University President Fr. Mark Poorman announced in an email Thursday night that University of Portland’s fall semester will be online, citing the rise in COVID-19 infections in Oregon and around the country as the cause. The email also mentioned Oregon Governor Kate Brown’s announcement of new coronavirus-related metrics for reopening schools, which have led school districts to delay in-person instruction.
“We are deeply concerned about recent trends in the course of the pandemic,” Poorman’s email said. “In Oregon, infection rates and the number of deaths attributable to COVID-19 are at unacceptably high levels. Additionally, many of our students reside in states that have experienced significant spikes in COVID-19 cases and deaths over the past several weeks, including California and Washington.”
Classes will begin as scheduled on Aug. 24 and end on Dec. 10. Fall break, which was previously cancelled, will now be held from Oct. 12-16.
In May, the university announced that classes would resume as scheduled and in-person for the fall semester. Less than two weeks ago, the University revised that plan, saying that classes would be held in a hybrid format, with a mix of online and in-person instruction.
Although the University will refund room-and-board deposits for cancelled housing contracts, tuition prices for the 2020-21 academic year will see a 4.1% increase as planned. The price of tuition only covers 67% of the costs of a UP education, according to the email. The email said the remaining 33% is paid for through endowment funding, philanthropic support, and auxiliary revenue, all of which are expected to decrease with the ongoing pandemic. The email claimed that university expenses are expected to stay the same even with the switch to online learning.
The full tuition for fall semester is due Monday, Aug. 3, only two business days from when the email was sent to students.
This decision has come on the heels of universities across the country scrapping plans for in-person instruction. The Chronicle of Higher Education reported this week that of the two-thirds of universities that were originally planning for in-person instruction, one third are now planning on hybrid courses and 13% have chosen to go fully online. While some universities, such as UP, have chosen not to discount tuition and to instate the regular increase, some other universities have implemented a tuition freeze or discounted tuition as much as 11%.

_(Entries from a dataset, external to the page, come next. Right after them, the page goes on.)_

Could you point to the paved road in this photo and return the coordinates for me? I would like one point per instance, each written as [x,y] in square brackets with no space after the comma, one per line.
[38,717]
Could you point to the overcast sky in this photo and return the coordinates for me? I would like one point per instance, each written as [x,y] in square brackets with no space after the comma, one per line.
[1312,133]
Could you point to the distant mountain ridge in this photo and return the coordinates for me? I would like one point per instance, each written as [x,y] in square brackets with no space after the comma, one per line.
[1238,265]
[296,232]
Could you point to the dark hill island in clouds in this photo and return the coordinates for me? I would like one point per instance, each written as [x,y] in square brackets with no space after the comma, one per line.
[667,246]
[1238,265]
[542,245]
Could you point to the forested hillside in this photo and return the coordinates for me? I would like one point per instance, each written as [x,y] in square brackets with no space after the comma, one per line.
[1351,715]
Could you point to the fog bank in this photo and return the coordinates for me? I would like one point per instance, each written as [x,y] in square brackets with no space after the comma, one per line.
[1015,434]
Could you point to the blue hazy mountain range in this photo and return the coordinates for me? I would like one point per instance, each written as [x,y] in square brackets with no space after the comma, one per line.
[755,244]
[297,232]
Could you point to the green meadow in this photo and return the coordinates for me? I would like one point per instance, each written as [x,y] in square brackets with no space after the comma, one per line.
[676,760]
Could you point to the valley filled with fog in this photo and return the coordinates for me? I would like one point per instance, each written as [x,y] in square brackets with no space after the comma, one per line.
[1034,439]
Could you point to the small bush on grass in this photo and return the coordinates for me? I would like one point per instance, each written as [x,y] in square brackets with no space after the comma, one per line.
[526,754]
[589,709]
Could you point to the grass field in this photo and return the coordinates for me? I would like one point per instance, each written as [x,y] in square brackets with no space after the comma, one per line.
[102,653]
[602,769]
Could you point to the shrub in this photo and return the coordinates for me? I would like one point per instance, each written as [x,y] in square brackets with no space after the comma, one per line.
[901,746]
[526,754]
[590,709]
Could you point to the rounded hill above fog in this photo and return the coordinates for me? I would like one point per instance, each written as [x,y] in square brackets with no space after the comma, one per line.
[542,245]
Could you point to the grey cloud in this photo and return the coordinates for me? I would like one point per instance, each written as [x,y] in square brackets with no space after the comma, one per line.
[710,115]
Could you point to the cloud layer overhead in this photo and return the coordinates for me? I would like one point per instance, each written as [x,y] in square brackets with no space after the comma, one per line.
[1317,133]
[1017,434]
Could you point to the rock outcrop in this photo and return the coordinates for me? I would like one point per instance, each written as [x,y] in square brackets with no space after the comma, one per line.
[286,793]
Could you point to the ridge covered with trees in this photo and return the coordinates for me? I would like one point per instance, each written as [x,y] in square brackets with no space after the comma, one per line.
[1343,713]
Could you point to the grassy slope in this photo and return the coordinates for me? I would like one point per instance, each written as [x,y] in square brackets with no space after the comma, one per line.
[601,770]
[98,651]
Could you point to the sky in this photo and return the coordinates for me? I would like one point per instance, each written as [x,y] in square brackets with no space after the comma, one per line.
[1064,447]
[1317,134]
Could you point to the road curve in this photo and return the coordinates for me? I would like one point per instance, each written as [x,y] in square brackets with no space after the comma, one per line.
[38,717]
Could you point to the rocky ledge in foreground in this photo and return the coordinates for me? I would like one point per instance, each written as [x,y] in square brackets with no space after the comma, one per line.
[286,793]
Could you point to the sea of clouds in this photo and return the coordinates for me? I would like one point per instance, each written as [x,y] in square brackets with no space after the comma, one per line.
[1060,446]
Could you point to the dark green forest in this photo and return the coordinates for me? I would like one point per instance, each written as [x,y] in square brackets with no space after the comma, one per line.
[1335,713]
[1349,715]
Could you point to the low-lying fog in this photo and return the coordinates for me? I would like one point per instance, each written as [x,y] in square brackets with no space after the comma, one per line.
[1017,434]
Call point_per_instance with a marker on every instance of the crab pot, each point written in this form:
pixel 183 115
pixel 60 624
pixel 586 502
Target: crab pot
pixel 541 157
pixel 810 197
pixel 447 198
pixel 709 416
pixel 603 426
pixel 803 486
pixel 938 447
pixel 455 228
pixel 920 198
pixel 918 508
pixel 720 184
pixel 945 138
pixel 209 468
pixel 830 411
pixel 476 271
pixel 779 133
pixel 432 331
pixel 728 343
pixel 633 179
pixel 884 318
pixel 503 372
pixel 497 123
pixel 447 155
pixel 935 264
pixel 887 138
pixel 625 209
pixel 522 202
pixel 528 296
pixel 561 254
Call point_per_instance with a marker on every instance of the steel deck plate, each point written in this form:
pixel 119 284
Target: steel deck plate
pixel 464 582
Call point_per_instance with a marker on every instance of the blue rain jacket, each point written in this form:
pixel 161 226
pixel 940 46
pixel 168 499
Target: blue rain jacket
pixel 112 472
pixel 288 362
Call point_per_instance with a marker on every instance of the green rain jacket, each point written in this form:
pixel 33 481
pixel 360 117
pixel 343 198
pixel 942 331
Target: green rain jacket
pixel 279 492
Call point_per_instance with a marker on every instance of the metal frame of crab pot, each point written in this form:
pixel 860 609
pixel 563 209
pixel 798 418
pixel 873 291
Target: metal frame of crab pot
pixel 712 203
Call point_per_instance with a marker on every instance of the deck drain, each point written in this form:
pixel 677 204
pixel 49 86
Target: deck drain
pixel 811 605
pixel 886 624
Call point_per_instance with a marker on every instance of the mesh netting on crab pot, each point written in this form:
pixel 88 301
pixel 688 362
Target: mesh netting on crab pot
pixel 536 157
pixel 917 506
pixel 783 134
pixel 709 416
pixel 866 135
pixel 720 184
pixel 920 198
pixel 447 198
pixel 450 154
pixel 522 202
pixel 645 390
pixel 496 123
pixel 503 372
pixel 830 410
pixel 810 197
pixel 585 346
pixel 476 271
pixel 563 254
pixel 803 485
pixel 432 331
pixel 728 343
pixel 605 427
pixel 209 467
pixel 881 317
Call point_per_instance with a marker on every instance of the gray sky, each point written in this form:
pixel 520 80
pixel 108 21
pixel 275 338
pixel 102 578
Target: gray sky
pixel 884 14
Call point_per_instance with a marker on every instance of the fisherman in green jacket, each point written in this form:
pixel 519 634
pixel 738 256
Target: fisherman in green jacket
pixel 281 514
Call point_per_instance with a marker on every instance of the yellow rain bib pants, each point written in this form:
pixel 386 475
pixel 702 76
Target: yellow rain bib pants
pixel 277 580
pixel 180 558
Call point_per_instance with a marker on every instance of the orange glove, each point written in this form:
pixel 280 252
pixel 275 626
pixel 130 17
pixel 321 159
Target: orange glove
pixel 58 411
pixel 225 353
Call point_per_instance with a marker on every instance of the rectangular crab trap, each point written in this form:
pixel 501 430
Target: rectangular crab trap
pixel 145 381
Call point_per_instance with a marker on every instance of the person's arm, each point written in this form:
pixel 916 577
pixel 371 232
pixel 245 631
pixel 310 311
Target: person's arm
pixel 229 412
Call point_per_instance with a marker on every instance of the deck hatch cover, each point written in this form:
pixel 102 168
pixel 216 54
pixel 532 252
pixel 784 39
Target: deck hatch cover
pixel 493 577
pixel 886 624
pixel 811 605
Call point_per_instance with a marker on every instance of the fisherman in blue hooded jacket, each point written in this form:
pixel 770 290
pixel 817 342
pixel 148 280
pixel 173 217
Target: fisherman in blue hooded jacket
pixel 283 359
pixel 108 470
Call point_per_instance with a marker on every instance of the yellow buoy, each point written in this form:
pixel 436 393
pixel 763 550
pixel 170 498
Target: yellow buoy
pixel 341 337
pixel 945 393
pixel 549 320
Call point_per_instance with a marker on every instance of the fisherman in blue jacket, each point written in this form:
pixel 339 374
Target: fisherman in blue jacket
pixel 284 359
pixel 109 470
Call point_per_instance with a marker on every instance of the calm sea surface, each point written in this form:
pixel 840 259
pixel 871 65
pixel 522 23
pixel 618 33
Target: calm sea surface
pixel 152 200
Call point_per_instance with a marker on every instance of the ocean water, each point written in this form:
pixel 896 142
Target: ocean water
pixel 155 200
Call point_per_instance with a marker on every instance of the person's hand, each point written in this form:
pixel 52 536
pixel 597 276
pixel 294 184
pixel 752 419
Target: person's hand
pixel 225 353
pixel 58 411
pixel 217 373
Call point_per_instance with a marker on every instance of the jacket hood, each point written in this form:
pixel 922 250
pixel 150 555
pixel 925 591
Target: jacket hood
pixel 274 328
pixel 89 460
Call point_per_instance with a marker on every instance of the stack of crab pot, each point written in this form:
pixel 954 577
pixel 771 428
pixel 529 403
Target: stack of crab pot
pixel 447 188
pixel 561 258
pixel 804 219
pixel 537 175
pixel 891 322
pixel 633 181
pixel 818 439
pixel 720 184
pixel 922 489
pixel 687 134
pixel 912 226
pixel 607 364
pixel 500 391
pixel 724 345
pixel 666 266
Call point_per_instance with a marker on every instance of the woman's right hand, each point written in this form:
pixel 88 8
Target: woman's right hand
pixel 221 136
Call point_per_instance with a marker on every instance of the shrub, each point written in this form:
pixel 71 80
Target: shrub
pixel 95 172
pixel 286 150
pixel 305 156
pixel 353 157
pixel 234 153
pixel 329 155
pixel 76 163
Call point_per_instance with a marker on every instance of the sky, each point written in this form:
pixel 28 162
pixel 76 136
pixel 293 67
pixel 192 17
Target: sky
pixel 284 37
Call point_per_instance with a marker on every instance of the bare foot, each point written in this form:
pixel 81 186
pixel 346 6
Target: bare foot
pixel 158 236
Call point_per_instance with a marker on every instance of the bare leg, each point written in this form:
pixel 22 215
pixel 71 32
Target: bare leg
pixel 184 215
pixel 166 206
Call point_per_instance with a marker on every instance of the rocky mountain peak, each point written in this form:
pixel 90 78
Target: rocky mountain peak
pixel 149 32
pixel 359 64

Certain courses required in some accredited programs with no online alternative may be held in-person, such as clinicals and labs, the email said. This could prevent delayed graduations. Students who need to enroll in these classes may apply to live on-campus.
Poorman’s email also mentioned that students with academic technology needs, international students, and students experiencing housing insecurity or other hardships may be permitted to live on campus, although space is limited. Those with leases for UP-owned rental homes are able to move in, but may opt out of the lease if needed.
More information on the academic calendar and housing will be released in the near future. The University will continue to monitor the situation, and hopes for a return to in-person instruction in the Spring.